モードスイッチは全然使わないものですし、クロストークを悪くする以外に意味がありませんので、省略しました。
回路構成はイコライザ段に良く似ていますが、この段では、ゲインをとるより、大きな信号が入って来ますので、最大許容入力の方に重点をおかなければなりませんので、定数は大分変わっています。
NFBはRIAAの時と違って、フラットに戻せば良いので、半固定抵抗B100kΩ(VR-9)と10kΩ(R-310)だけです。
この段の裸のゲインは2段で43.5dB(150倍)ですが、NFBをかけると、B100Ω(VR-9)を0Ωにまわした時に38.5dBのNFBがかかりますので、(43.5dB−38.5dB)=5dBのゲインとなり、100kΩ最大値にまわすと、(38.5dB−19=)19.5dB(19の後に「dB」が抜けているようです)、中点では(38.5dB−24.5dB=)14dBのゲィンになりますので、この段では5~19.5dBのゲインがとれ、使い勝手の良いプリアンプと言えます。
しかし、歪の点では14dB以下、つまりB100kΩ(VR-9)を50kΩ以下にした時の方が良い事は申すまでもありません。この半固定抵抗を0Ωにまわしても、発振の心配は全くありません。不思議な事に、この半固定抵抗を50kΩ以上にして、NFBを減した時の方が、音が少々濁るせいか、真空管により近い音になるようです。オーディオとは摩詞不思議なものです。
この段の設計は、マッキントッシュC-24を見本にしましたが、原機の回路では、このNFB抵抗は56kΩが入っていますので、念のために書き添えておきます。

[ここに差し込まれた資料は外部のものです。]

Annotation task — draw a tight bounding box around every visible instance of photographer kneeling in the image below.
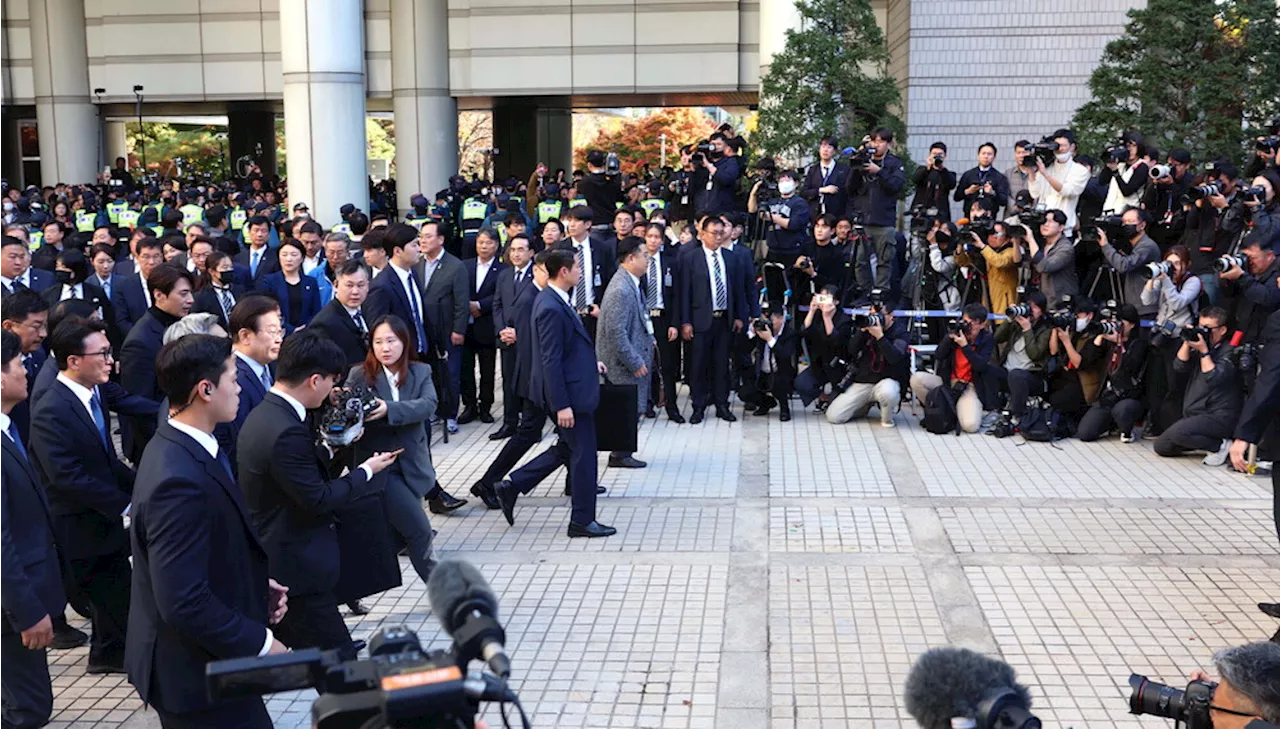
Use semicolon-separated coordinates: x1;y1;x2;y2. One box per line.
827;304;908;427
911;304;995;432
1155;307;1244;466
1075;303;1151;443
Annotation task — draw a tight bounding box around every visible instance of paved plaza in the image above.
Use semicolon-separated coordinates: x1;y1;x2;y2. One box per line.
51;393;1280;729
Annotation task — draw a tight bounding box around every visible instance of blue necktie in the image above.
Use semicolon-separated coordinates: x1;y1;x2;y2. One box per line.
5;421;27;458
88;389;111;449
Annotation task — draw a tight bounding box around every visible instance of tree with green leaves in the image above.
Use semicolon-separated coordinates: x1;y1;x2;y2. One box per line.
751;0;906;159
1073;0;1280;161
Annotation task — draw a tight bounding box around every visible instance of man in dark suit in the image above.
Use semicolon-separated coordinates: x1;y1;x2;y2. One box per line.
0;331;67;726
125;334;288;729
556;205;618;341
111;238;164;339
489;233;541;440
311;258;373;367
120;263;192;463
31;320;160;674
800;137;849;220
236;215;280;282
458;228;506;425
680;216;746;425
643;224;685;423
191;251;246;329
236;329;397;657
495;251;617;537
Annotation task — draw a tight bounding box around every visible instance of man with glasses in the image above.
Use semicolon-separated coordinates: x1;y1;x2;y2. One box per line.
31;321;156;674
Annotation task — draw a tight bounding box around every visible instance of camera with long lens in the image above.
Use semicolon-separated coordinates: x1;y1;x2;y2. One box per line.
1213;255;1249;274
1129;674;1217;729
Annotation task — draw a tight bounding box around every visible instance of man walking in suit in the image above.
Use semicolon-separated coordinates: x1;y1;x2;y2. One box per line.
458;228;506;425
31;320;160;674
497;251;617;537
595;237;653;468
489;233;540;440
125;334;288;729
311;260;373;367
0;331;67;726
680;216;745;425
237;329;397;659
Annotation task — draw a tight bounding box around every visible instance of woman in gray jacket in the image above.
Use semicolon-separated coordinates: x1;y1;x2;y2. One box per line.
347;315;435;583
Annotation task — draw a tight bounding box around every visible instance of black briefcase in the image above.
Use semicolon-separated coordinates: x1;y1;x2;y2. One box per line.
334;486;401;605
595;382;640;453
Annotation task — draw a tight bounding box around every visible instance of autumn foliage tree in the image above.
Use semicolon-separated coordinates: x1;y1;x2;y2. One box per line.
573;107;716;173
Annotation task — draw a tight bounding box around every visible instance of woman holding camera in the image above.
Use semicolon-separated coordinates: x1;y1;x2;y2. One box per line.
1142;246;1201;435
347;315;435;583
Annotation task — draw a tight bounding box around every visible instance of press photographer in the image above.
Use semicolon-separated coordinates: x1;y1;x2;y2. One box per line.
1075;303;1151;443
1155;307;1244;466
846;127;906;292
911;142;968;221
827;303;910;427
1098;207;1160;316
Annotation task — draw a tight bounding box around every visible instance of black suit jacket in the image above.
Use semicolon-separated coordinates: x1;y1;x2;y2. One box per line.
236;393;370;595
191;284;244;329
29;381;159;559
233;244;280;285
0;422;67;636
462;258;507;348
800;161;849;220
124;423;269;712
311;299;371;367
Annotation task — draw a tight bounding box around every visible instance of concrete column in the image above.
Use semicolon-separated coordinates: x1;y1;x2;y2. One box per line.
392;0;458;210
102;122;129;168
280;0;369;225
31;0;101;184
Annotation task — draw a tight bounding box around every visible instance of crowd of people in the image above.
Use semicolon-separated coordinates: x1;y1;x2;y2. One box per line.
0;111;1280;726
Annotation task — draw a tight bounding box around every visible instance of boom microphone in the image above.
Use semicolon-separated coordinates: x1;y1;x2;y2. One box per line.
426;560;511;678
902;648;1041;729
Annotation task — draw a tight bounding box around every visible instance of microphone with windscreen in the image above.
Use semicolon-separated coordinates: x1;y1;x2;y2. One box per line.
426;560;511;678
902;648;1041;729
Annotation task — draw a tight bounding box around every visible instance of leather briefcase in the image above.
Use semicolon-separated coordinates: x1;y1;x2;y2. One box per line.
595;382;640;453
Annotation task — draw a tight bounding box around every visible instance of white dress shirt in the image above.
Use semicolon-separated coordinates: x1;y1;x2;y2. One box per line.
169;418;275;657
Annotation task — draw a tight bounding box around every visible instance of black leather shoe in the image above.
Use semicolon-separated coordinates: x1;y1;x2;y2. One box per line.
49;624;88;651
568;522;618;538
426;489;467;514
471;481;502;510
494;478;520;527
609;455;649;468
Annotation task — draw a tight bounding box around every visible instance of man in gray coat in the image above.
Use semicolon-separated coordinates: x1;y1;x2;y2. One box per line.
595;235;654;468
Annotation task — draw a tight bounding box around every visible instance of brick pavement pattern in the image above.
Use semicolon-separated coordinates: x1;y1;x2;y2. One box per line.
40;391;1280;729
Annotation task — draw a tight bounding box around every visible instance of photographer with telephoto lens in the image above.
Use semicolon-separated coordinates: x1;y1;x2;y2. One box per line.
1075;303;1151;443
1155;307;1244;466
827;303;908;427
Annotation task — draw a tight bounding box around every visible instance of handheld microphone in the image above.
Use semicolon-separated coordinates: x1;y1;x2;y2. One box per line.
426;560;511;678
902;648;1041;729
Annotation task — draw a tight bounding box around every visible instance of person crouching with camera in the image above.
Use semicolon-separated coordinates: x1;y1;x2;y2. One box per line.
1075;303;1151;443
827;304;908;427
1155;307;1244;466
910;304;995;432
346;315;435;583
739;308;799;422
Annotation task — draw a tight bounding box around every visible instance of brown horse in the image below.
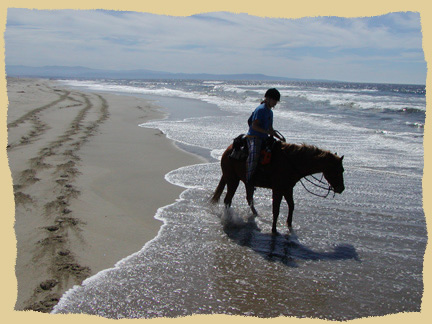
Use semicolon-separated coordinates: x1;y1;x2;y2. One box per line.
210;143;345;233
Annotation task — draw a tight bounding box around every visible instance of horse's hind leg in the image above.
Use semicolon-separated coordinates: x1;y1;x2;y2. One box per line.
246;185;258;216
284;188;294;228
224;179;240;207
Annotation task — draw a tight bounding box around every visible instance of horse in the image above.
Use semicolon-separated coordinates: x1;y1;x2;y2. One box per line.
210;142;345;233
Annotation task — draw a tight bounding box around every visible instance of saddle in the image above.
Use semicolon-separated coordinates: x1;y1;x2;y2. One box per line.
229;134;281;165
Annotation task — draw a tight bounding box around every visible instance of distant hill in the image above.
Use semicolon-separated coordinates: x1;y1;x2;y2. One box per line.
6;65;320;81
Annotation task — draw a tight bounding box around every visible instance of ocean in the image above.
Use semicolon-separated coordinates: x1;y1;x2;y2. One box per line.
53;80;427;320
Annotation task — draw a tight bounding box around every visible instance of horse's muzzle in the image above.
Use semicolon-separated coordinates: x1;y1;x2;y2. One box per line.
333;185;345;194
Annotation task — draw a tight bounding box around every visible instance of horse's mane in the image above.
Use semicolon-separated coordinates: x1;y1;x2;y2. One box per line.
281;143;335;159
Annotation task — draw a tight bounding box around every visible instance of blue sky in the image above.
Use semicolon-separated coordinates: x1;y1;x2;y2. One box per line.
5;8;426;84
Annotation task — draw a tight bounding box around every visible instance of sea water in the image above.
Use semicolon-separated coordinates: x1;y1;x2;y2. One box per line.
53;80;427;320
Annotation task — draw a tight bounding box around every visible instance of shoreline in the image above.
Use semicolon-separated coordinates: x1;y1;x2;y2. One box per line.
7;78;203;312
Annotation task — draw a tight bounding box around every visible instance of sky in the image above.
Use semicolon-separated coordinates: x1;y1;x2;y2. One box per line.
4;8;427;84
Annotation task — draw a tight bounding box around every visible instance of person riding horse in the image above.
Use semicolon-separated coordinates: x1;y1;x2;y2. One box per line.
246;88;282;188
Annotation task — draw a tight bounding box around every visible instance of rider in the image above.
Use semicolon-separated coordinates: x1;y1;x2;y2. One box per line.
246;88;282;187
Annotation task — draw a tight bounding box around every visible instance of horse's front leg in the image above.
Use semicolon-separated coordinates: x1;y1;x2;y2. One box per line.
272;190;282;233
284;188;294;228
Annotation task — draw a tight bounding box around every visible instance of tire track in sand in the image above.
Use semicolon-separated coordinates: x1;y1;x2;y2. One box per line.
8;89;109;312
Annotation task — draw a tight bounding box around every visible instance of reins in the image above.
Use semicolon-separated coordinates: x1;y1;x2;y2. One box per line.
280;143;336;198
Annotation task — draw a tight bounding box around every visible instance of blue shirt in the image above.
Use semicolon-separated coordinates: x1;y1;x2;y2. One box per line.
248;103;273;138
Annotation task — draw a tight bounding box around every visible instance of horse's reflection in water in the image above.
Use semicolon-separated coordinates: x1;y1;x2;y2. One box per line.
222;208;360;267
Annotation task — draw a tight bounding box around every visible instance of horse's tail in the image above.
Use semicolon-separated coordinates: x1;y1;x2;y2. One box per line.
210;176;226;204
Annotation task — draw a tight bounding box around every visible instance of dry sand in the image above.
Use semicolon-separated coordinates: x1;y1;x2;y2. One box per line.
7;78;201;312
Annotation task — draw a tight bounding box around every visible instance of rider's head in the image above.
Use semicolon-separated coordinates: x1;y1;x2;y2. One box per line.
264;88;280;101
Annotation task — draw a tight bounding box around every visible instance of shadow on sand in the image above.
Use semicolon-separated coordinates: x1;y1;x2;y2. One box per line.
224;211;360;267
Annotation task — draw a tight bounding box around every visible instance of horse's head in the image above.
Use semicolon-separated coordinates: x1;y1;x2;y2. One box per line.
323;154;345;194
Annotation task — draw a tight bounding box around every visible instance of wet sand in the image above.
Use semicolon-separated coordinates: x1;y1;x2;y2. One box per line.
7;78;201;312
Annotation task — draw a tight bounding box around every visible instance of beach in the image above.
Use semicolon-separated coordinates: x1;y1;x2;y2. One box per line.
7;78;201;312
7;79;427;320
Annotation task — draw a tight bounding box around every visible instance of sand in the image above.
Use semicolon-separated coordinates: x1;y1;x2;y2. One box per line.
7;78;202;312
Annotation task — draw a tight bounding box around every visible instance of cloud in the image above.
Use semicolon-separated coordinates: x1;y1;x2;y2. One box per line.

しかし、このように深いNFBをかけますと、当然の事ながら、周波数特性が良くなり過ぎて、ずっと高域までフラットになってしまいます。過ぎたるは及ばざるが如し、適当な所で切る必要があります。このために挿入したのが、80pF(C-305)です。30pFを入れて測定してみたら95,000Hz位まで殆んどフラットになって、まだ、足りませんので、80pFに増やしました。150~200pFに増やしても差し支えありませんので、自分の好みの音にして下さい。この件での読者の御報告をお待ちしています。
管球式アンプもそうですが、カタログにカッコ良い周波数特性を書くためなら話は別ですが、あまり良過ぎるのは返って音を悪くします。クリスキットマークVでも35,000Hzで−3dB位のところで好結果が得られましたので、本機もそれと同じ位から上を切ったわけです。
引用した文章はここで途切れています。